Wired News: Band can’t sell own music on eBay

October 21, 2002

CNET News.com: Judge: Disabilities Act doesn’t cover web (federal court rejects ADA suit challenging Southwest’s inaccessible web site)

CNET News.com: Direct marketers want anti-spam laws (not surprisingly, the type of law favored by the DMA would simply prohibit forged message headers; the result would be to legitimize spam, and the quantity of spam would increase dramatically, so no legislation at all would be far better)

October 19, 2002

Wired News: Privacy czar: Past haunts present (Peter Swire compares war against terrorism to 1950s anticommunism)

October 15, 2002

Wired News: Spam masquerades as admin alerts (yet another Microsoft-related security vulnerability) (also see CNET News.com; Stop Messenger Spam; and Internet Privacy for Dummies)

October 14, 2002

Wired News: Man sues airlines for fare access (lawsuit contends that Southwest and American Airlines are violating Americans with Disabilities Act by designing their web sites to thwart access by screen reading programs)

October 11, 2002

CNET News.com: IBM flushes restroom patent (I thought this might be a joke, especially after noticing all of the bathroom humor in the article, but the patent is for real — see U.S. patent no. 6,329,919, “System and method for providing reservations for restroom use”)

October 09, 2002

Washington State U. Daily Evergreen, Oct. 3: Filipino-American history recognized (“The month of October is officially observed as Filipino-American History Month. On Oct. 18, 1587, the first Filipinos landed on the shores of Morro Bay, California on a Spanish galleon called the Nuestra Senora de Buena Esperanza, which translates to ‘The Big Ass Spanish Boat.’)

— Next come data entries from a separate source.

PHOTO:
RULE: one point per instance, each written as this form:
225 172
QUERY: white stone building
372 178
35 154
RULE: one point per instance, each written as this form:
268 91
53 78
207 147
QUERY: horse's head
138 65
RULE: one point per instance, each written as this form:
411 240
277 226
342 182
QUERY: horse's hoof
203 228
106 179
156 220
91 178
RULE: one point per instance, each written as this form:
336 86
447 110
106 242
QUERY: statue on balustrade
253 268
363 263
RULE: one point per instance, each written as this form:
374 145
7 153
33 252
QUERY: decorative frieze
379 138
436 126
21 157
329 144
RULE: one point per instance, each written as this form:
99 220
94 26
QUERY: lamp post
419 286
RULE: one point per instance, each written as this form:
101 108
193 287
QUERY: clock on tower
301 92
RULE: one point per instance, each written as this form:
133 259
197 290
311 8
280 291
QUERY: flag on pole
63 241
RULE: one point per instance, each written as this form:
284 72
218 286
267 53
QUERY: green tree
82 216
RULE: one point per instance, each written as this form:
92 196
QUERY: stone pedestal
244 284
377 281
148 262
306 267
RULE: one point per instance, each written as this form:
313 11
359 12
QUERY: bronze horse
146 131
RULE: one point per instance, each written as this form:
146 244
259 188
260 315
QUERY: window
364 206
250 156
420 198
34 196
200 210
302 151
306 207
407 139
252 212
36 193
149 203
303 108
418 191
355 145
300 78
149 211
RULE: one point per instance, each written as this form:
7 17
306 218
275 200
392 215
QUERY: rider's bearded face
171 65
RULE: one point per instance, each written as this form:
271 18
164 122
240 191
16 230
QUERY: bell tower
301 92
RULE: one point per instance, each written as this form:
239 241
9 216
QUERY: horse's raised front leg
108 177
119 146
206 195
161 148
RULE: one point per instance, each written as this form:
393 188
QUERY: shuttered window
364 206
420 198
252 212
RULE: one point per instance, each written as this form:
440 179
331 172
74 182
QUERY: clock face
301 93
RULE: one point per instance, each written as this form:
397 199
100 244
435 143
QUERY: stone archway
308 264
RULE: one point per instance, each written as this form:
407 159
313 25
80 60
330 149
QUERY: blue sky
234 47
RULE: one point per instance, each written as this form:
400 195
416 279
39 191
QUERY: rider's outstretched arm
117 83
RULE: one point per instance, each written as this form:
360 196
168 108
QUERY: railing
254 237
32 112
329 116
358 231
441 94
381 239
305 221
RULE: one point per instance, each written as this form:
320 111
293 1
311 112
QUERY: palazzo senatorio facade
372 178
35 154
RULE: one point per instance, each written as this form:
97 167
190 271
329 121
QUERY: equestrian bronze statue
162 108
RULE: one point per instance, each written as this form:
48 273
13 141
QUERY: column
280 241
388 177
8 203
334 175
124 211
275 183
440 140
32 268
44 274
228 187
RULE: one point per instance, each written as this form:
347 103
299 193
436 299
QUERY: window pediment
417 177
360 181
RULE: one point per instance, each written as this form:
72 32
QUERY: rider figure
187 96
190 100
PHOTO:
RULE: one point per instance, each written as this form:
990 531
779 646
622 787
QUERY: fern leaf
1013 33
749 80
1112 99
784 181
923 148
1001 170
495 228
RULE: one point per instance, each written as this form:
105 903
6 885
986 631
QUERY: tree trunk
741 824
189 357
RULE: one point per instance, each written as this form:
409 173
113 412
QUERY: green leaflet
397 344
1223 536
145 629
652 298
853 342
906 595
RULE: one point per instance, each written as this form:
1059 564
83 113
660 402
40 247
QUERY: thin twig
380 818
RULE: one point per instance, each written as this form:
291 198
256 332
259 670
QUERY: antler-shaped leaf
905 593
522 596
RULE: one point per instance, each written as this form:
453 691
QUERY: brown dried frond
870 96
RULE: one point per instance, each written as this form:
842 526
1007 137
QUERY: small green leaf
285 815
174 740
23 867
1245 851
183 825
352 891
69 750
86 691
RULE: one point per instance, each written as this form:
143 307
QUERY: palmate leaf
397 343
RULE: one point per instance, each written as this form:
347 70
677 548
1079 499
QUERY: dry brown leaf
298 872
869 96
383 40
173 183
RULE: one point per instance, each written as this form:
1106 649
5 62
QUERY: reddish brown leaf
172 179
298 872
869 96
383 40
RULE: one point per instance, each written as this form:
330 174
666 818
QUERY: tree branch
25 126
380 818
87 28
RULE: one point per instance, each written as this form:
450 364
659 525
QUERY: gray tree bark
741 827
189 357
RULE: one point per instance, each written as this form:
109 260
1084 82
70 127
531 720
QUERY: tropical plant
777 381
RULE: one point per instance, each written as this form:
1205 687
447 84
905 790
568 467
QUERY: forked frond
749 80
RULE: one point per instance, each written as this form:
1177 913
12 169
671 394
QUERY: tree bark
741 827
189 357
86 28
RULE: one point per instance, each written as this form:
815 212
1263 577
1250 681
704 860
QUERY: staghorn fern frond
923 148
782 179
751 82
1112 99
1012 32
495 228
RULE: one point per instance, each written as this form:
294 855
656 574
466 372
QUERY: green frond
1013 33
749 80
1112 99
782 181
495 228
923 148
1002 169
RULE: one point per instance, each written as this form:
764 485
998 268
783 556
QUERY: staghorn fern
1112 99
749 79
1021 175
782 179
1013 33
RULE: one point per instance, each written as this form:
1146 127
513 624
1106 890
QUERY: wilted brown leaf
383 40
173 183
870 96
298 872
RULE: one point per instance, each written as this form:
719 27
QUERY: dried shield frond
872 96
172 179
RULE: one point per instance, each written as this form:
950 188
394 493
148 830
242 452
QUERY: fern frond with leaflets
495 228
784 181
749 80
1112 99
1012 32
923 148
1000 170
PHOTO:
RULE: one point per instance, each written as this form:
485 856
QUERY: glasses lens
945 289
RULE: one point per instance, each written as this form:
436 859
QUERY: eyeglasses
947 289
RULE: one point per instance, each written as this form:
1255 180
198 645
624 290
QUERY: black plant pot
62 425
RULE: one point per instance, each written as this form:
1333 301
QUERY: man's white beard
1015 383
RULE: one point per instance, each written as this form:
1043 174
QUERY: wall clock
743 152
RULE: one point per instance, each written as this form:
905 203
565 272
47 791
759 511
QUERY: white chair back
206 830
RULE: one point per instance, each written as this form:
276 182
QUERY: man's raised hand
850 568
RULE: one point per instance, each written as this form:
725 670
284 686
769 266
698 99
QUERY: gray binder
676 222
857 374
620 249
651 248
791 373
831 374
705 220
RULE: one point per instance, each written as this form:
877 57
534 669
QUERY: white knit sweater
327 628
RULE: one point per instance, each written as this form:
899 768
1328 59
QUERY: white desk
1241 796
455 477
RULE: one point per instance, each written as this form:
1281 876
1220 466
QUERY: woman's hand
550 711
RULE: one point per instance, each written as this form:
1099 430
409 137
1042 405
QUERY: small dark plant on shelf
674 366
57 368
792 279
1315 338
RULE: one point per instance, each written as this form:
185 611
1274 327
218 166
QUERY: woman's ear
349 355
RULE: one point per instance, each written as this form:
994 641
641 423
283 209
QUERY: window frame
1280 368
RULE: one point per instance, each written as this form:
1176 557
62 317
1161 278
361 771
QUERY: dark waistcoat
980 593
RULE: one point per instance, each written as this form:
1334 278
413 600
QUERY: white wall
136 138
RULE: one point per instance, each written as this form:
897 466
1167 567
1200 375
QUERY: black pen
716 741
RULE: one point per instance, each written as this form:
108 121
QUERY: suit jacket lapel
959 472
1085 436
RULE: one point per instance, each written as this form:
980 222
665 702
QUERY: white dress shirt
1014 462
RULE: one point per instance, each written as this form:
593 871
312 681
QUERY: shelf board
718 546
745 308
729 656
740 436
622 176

Daily Evergreen, Oct. 4: Apology and retraction (“The story ‘Filipino-American history recognized’ stated that the ‘Nuestra Senora de Buena Esperanza,’ the galleon on which the first Filipinos landed at Morro, Bay, Calif., loosely translates to ‘The Big Ass Spanish Boat.’ It actually translates to ‘Our Lady of Good Peace.’ Parts of the story, including the translation above, were plagiarized from an inaccurate Web site.”) (also see PinoyLife.com, from which the story was copied, and Seattle Times coverage)

Martin Schwimmer’s Trademark Blog: 7th Circuit Fair Use Decision re: BARGAINBEANIES.COM (also see Ty v. Perryman [alternate link] (7th Cir. Oct. 4, 2002) [PDF])

Chicago Sun-Times: I-Pass has a new role: I spy

October 01, 2002

This court decision isn’t particularly interesting if you’re not a patent type (“In order to prevent the flexible elastic ring from being dislodged from its seating by the intense compression of the parts, the ’657 patent discloses the use of an annular extension 33 on the cutting ring 14, and a corresponding annular extension 34 on the shutter mechanism 3, to hold the flexible elastic ring in place.” . . . but you gotta love the name of the case:  Schwing GmbH v. Putzmeister AG, ___ F.3d ___, 2002 WL 31109922, 2002 U.S. App. LEXIS 20205 (Fed. Cir. Sept. 24, 2002).